Saba was a member of the Palestine Arab Party which opposed the Zionist rule in the region. He founded the Arab Publication Company in Jerusalem in 1935. The company produced two magazines on Arab economic affairs, Arab Economic Affairs (1935–1936) and Palestine and Transjordan (1936–37). The latter was published in English, and both titles were edited by Saba. He also founded the Arab News Agency.

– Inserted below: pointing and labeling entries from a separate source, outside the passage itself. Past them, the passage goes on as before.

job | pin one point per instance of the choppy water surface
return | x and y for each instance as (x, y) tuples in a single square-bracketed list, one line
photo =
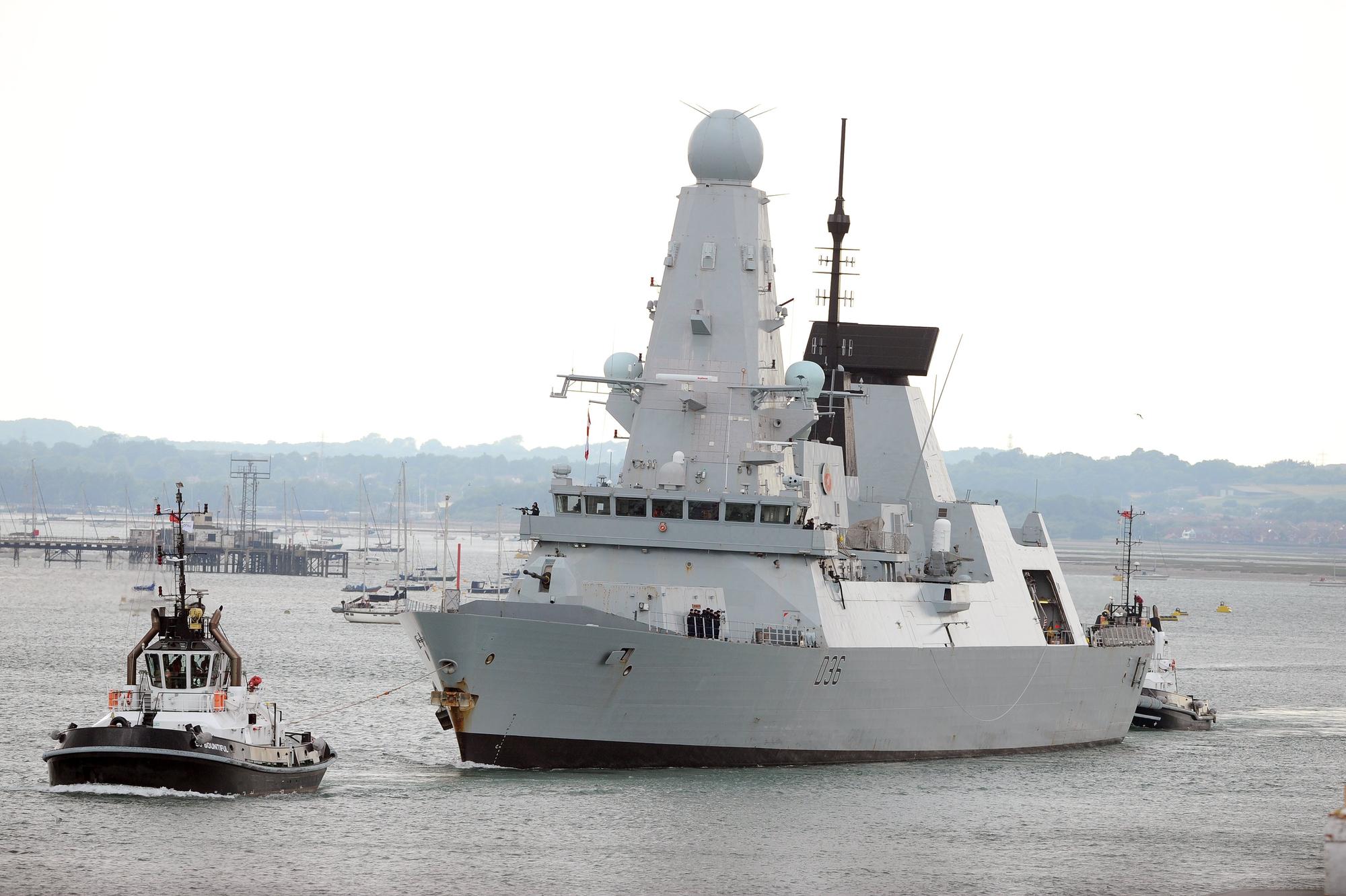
[(1243, 805)]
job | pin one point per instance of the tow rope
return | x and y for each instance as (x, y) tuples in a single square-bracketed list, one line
[(365, 700)]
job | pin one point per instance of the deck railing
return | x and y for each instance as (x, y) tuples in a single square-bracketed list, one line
[(149, 702), (863, 539), (726, 629), (452, 601), (1121, 636)]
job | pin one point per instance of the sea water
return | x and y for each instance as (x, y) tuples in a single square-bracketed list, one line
[(399, 813)]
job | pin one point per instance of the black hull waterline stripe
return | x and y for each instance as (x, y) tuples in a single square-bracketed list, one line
[(186, 755), (562, 753)]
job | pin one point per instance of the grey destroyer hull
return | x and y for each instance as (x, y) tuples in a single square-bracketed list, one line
[(530, 694)]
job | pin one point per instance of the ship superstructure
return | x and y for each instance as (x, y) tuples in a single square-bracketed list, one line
[(781, 571)]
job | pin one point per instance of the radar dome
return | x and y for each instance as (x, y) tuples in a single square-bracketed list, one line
[(624, 365), (725, 149), (811, 373)]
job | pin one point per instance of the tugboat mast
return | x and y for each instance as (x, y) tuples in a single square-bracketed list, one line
[(1129, 517), (180, 546)]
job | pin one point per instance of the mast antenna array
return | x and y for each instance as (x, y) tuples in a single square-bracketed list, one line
[(1129, 519)]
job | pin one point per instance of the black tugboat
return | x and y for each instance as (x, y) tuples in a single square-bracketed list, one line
[(185, 719), (1161, 706)]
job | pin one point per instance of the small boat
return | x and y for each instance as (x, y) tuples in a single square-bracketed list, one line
[(1161, 703), (1329, 582), (369, 611), (188, 719)]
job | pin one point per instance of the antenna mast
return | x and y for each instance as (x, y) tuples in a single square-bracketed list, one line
[(839, 224), (1129, 543)]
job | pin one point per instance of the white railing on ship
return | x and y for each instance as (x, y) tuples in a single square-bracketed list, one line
[(726, 629), (863, 539), (449, 603), (122, 702), (1121, 636)]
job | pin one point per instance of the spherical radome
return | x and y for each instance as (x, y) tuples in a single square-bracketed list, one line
[(725, 147), (624, 365), (811, 373)]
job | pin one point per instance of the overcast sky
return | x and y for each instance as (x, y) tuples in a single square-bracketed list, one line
[(294, 221)]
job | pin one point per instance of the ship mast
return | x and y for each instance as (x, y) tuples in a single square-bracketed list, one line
[(180, 548), (1129, 517), (839, 225)]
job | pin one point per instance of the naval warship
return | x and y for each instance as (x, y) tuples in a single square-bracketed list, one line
[(781, 572)]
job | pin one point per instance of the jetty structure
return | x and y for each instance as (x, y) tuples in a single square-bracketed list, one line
[(783, 571)]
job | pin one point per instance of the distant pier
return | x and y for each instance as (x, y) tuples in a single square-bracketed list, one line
[(264, 558)]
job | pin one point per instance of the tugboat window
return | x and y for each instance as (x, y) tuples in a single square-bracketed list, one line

Saba was named as the secretary of the Arab Higher Committee in 1936. Alongside fellow committee members Hussein Khalidi, Yaqub al-Ghusayn, Ahmed Hilmi Pasha, and Rashid al-Haj Ibrahim, Saba was arrested by the British Mandate rulers on 1 October 1937, immediately after the assassination of British official Lewis Andrews. The men were not responsible for any act related to the murder, but the British government in Palestine declared that they were "morally responsible" for the incident. They were deported to the Seychelles in HMS Destroyer Active on 1 October and arrived the island 11 October 1937. Their exile ended on 28 December 1938, and they were sent to Cairo. Until February 1940, there was an exclusion order against him, with the British government not allowing him to return to Palestine.

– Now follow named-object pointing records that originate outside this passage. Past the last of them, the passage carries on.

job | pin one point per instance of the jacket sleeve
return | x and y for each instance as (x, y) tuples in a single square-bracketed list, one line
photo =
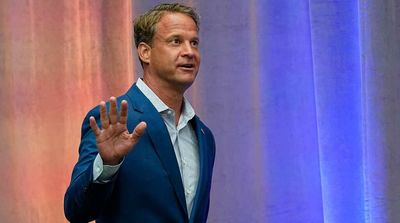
[(85, 200)]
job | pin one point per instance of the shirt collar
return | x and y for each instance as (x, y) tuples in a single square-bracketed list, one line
[(187, 111)]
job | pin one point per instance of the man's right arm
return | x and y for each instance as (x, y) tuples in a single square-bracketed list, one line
[(84, 198), (88, 193)]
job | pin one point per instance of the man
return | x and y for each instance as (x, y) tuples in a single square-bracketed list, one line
[(151, 159)]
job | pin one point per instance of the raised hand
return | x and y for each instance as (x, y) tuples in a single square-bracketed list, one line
[(113, 139)]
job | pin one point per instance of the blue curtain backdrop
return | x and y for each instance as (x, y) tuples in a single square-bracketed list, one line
[(303, 98)]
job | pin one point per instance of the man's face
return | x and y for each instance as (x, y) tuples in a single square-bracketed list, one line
[(175, 56)]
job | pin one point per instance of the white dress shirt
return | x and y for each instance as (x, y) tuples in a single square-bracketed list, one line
[(183, 139)]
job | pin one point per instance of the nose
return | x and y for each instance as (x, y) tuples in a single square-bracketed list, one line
[(187, 50)]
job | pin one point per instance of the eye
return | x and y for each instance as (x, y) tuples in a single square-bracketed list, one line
[(175, 41), (194, 43)]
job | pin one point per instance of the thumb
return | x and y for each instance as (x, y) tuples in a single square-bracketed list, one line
[(138, 131)]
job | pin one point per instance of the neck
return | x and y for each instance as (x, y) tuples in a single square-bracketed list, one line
[(171, 96)]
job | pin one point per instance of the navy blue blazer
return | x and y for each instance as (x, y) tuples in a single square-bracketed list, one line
[(148, 186)]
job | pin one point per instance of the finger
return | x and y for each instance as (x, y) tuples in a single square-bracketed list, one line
[(103, 115), (93, 125), (138, 131), (124, 112), (113, 111)]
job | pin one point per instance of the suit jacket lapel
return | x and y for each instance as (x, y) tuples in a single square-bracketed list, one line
[(159, 135)]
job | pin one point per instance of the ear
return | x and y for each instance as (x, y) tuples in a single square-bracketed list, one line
[(144, 52)]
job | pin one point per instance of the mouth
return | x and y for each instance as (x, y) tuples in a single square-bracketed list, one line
[(187, 66)]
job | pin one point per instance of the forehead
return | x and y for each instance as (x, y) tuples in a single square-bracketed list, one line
[(175, 22)]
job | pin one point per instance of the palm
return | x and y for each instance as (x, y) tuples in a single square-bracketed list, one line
[(113, 139)]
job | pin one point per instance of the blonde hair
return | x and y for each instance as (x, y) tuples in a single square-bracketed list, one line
[(145, 25)]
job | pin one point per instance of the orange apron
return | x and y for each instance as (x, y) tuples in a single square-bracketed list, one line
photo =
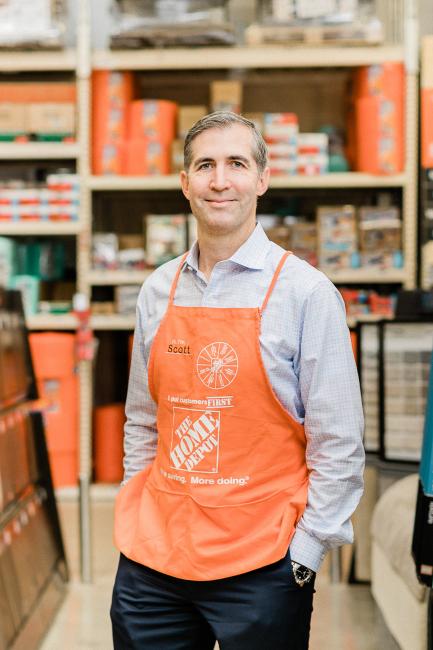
[(229, 481)]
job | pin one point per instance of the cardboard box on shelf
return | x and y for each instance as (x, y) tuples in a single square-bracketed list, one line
[(105, 308), (26, 92), (111, 93), (187, 116), (303, 241), (257, 119), (337, 237), (51, 118), (145, 157), (153, 119), (13, 118), (165, 237), (382, 260), (226, 95), (126, 298), (130, 241), (108, 157), (280, 127), (176, 156), (379, 229)]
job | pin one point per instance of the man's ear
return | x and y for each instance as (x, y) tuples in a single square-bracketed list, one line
[(184, 183), (263, 182)]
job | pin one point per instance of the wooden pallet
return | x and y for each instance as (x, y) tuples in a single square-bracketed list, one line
[(350, 34)]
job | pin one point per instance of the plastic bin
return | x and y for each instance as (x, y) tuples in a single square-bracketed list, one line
[(54, 363), (108, 439)]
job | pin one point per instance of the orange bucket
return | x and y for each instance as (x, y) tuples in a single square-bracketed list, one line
[(109, 421)]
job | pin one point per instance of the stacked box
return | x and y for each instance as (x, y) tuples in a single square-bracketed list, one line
[(165, 237), (303, 241), (313, 155), (407, 354), (111, 94), (226, 95), (380, 237), (337, 237), (58, 201), (126, 298), (280, 131)]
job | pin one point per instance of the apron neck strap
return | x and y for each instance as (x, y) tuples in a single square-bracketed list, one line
[(176, 279), (274, 280)]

Saba became a member of the Palestinian delegation to the Roundtable Conference at St James's Palace in London in February 1939. During the conference, the Palestinian delegation opposed the British White Paper proposals. Saba had to leave Jerusalem after the conference; he moved to Beirut where he resided until 1942, when his return to Palestine was allowed by the British. He continued to work in his accounting firm and was one of the founders of the Arabia Insurance Company and Al Mashriq Investment Company. He also became a fellow of the Institute of Arbitrators in Palestine during this period. He published a book entitled Income Tax and Its Problems in Palestine in 1947.

Saba was forced to leave Jerusalem after the Nakba in 1948. He settled in Beirut, where the headquarters of Saba & Co. was reopened. The company became the most comprehensive accounting firm in the Middle East and merged with Deloitte & Touche in 1990.

==Personal life and death==
Saba was married to Muhiba Khattar Maluf, and they had three children: two sons, Suhail and Fawzi, and one daughter, Nadia. His wife, Muhiba, was of Lebanese origin. Fawzi Saba died in Barbados on 18 September 2000. His another son, Suhail, died on 8 February 2023.

Fuad Saba died in Beirut on 27 August 1984, and was buried there.